Plans have been announced to turn Nelson Mandela's time in prison at South Africa's infamous Robben Island into a video game.
The people behind the new project, launched at Cape Town's gateway to Robben Island on Thursday, say it will be designed as an educational tool.
The project, called Mandela 27, aims to help children understand his life and will see Mandela's story told through the game and a website.
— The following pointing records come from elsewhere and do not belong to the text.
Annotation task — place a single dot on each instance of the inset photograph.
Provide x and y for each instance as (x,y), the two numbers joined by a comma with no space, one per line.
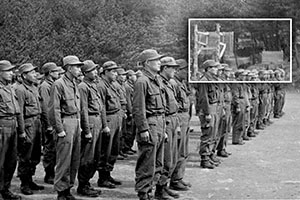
(240,50)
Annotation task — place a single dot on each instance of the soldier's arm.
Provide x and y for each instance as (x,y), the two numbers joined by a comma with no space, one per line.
(20,118)
(45,98)
(55,107)
(83,91)
(139,106)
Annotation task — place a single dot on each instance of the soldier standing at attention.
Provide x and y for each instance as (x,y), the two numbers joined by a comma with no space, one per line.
(182,97)
(64,113)
(148,113)
(93,119)
(51,71)
(8,132)
(110,142)
(29,128)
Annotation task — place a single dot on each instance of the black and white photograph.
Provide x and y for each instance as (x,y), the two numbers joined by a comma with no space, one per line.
(240,50)
(149,99)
There will also be a mobile reconstruction of the prison cell where the he spent 18 of his 27 years (1963-1990) behind bars.
It will tour the UK, South Africa, Sweden and Belgium from 2014 and aims to draw on cultural links between South Africa and Europe during the apartheid era, such as Nelson Mandela's 70th birthday concert at London's Wembley Stadium.
The EU-funded project
will see Coventry University's Serious Games Institute do some of the work on the game, which has been described as a "serious game" not purely for entertainment.
Players will see scenes of typical prison life, such as labourers breaking rocks, and discussions are still ongoing as to whether Mandela, whose image use requires permission, may be a character in the game.
"The Nelson Mandela Story in Robben Island is the link promoting intercultural dialogue," the people behind the project say. "The display of Mandela's cell including the cultural works will promote interest in the project. The map and the graphic serious game will support the circulation of cultural /artistic works to tens of thousands of young people in the medium they are most familiar with. Crowd sourcing allows cross contribution. This is a true collaboration with SA partners supplying content/building the cultural game and EU partners who are expert in cultural learning/dissemination/serious games allowing the mobility of experts in graphic design/games design/cultural learning and cultural exchange across both regions."
The interactive website will be launched next month and life-size prison cells modelled on Mandela's cell will also be built for exhibitions.
The physical display of Mandela's cell will be the same dimension as his cell in Robben Island; it will house several photographic displays and three screens showing the cultural platform which takes the form of the plan of Robben Island.
Mr Mandela developed a philosophy of forgiveness when on the island and, after release, became South Africa's first President elected by all South Africans of all races.